In Greece, Sarah Mardini and Seán Binder, two rescuers who had received special training, were in pre-trial detention for months for helping refugees who had landed on the island of Lesbos. They are awaiting trial on unfounded charges such as espionage and aiding and abetting irregular entry.

Faced with fines and legal fees, human rights defenders and criminalized NGOs must take time and resources away from their humanitarian work to defend themselves against unfounded accusations and get their ships back.

In March 2019, a group of refugees and migrants confronted the captain of the ship “El Hiblu” who, after rescuing them, threatened to illegally sail back to Libya, despite the very real risk that they might be subjected to torture and other human rights violations. On arrival in Malta, three minors who were part of that group were arrested by the island authorities on charges of hijacking the ship. They face life imprisonment on totally disproportionate charges, some of which are related to anti-terrorism laws. So far, no evidence has emerged that they have committed acts of violence or put anyone in danger.

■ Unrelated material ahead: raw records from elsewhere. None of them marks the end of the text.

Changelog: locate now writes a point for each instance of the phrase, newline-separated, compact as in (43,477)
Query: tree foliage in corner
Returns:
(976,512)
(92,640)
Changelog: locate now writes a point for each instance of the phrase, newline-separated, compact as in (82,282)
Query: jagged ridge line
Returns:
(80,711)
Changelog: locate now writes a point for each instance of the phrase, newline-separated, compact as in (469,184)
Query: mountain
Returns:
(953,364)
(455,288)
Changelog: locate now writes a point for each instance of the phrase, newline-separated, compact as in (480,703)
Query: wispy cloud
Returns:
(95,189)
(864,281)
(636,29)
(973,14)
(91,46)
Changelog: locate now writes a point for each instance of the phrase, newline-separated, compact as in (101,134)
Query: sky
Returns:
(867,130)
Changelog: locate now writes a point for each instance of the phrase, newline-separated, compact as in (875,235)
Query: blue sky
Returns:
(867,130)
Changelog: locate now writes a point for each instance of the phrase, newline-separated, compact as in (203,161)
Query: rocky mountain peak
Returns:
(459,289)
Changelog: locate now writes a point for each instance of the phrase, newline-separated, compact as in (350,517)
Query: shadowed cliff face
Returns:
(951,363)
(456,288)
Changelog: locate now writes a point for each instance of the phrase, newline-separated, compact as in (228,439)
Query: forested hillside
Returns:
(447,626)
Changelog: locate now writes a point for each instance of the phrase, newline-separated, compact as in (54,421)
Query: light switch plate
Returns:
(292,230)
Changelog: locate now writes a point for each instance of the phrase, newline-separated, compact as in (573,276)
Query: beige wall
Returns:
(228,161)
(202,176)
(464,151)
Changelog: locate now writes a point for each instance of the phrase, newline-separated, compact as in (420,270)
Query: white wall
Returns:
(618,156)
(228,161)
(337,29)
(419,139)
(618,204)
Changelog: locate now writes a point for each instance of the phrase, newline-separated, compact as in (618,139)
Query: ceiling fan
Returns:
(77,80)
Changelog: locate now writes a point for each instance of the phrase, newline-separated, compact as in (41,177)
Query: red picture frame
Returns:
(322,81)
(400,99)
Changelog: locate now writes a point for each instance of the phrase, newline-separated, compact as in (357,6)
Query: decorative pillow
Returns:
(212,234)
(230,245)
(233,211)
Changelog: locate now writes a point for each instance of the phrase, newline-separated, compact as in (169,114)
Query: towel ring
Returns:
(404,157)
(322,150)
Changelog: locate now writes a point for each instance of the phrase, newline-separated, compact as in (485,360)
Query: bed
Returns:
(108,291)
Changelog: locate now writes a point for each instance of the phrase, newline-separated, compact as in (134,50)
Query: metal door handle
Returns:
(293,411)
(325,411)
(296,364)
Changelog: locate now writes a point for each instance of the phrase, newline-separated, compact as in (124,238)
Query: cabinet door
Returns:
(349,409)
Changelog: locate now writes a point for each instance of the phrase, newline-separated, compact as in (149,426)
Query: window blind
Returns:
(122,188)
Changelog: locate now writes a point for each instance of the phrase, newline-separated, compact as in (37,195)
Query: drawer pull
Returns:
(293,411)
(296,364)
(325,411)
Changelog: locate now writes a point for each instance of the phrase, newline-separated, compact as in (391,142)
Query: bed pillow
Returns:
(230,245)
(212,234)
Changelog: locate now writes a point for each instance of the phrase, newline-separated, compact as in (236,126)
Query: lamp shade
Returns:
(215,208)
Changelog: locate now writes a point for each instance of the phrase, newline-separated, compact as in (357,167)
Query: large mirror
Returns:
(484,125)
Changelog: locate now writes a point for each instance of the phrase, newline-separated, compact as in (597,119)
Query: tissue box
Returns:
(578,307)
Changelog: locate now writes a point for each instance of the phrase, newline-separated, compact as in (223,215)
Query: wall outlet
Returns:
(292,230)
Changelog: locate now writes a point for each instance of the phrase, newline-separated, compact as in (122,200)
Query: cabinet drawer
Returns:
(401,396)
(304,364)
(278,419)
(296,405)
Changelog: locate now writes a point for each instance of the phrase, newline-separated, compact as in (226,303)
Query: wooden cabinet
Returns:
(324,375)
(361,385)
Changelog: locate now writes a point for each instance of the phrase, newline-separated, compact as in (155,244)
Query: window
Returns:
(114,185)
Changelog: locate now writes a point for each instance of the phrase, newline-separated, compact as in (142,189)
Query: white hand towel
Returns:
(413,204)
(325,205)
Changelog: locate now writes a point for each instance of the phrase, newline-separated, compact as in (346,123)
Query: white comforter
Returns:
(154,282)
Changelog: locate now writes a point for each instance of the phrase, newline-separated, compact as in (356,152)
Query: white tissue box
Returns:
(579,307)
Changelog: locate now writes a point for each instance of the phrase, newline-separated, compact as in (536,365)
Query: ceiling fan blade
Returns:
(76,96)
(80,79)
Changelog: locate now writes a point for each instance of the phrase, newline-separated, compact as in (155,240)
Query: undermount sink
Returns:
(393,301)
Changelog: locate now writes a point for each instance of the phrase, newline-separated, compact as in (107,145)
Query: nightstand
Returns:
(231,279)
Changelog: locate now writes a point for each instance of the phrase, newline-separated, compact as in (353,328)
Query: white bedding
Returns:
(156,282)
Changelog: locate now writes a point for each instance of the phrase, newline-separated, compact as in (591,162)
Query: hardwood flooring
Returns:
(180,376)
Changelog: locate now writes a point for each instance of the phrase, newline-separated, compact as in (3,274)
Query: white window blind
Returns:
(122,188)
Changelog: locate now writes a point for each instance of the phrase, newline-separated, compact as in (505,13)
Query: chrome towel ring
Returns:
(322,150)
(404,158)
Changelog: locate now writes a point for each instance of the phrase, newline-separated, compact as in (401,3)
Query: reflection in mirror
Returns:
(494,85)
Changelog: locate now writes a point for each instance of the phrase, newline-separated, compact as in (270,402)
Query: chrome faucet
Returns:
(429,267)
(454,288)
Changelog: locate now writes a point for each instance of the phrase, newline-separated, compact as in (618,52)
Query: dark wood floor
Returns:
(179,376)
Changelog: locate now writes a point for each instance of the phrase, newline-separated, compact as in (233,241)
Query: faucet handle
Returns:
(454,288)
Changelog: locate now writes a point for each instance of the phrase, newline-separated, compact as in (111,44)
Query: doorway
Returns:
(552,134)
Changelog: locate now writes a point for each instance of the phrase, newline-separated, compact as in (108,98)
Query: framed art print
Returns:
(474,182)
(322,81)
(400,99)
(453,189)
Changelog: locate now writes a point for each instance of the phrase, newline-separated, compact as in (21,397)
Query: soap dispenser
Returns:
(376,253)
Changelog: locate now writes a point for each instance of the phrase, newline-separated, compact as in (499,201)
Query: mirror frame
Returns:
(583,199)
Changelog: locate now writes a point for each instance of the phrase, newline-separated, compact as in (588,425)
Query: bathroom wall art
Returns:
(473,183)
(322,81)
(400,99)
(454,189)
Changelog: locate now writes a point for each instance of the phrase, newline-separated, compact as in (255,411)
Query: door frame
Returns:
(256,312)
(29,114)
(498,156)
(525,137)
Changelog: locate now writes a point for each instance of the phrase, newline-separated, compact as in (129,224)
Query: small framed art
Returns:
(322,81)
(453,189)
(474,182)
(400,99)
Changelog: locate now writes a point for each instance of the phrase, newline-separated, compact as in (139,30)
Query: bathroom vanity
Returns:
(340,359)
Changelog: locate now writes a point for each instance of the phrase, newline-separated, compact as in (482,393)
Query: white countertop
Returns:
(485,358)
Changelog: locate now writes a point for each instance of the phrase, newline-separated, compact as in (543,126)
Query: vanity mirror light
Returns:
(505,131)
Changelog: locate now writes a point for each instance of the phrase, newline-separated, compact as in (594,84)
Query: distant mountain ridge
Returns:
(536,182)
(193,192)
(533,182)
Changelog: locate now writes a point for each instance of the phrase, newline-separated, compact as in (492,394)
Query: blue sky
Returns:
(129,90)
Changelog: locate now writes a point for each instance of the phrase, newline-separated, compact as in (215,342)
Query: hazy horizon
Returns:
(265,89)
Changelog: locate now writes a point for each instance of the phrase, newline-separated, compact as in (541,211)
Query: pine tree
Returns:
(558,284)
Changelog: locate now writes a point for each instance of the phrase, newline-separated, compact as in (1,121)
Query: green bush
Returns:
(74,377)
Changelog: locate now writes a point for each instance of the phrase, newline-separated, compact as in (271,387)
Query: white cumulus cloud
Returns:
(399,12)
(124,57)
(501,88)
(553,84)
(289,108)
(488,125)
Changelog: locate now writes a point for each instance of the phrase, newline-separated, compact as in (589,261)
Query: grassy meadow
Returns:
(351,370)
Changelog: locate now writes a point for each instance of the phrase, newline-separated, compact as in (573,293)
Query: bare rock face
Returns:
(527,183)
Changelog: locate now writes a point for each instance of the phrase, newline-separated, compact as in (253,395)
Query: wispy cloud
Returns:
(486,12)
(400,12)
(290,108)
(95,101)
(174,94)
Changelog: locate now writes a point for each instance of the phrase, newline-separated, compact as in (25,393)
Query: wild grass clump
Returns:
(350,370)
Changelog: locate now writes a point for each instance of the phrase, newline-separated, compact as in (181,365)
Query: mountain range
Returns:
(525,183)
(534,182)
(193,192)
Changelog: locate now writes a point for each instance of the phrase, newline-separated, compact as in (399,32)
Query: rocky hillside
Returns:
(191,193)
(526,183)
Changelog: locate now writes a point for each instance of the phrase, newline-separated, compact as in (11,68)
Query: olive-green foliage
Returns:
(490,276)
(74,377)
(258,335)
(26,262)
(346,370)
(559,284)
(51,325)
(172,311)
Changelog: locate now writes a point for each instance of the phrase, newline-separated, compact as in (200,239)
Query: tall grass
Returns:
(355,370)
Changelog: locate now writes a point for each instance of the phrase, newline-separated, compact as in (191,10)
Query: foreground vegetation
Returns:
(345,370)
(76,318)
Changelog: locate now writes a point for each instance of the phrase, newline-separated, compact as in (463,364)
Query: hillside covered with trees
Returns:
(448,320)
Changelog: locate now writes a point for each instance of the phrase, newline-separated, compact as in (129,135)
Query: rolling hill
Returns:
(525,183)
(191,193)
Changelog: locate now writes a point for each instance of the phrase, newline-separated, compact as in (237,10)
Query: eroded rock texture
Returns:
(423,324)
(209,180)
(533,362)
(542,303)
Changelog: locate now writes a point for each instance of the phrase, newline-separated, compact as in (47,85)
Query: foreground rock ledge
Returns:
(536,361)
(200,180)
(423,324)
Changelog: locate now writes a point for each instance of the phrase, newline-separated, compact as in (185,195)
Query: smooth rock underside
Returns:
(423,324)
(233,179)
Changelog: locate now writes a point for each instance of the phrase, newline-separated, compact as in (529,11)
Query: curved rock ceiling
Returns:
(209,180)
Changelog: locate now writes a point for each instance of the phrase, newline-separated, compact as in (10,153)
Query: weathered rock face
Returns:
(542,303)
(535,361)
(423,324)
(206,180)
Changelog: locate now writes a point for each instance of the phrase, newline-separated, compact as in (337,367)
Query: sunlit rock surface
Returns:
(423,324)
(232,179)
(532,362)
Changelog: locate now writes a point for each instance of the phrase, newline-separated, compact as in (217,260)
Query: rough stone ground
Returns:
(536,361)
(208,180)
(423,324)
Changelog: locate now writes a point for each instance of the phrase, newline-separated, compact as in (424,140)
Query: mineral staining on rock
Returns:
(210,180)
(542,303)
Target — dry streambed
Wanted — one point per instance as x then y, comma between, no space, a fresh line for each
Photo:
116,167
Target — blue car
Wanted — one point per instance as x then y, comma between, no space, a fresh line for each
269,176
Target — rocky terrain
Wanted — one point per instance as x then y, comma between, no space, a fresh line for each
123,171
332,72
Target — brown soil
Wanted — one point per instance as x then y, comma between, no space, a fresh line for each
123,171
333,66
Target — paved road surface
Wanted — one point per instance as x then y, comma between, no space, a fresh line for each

Amnesty International is urging the European Union and its Member States to amend national laws and European rules on facilitation of unauthorised entry, transit and residence in order to include a concrete material benefit in the definition of the crime. This would avoid the use of such laws to punish humanitarian and solidarity-based actions.

Persons acting on behalf of and for the protection of human rights are defined as human rights defenders by the United Nations Declaration of the same name. According to this Declaration, states must ensure a safe and enabling environment in which human rights defenders can operate without fear of reprisal.
Within the European Union, its leaders should put in place measures to implement the UN Declaration on Human Rights Defenders and ensure that no one will be prosecuted solely because of his or her work for human rights.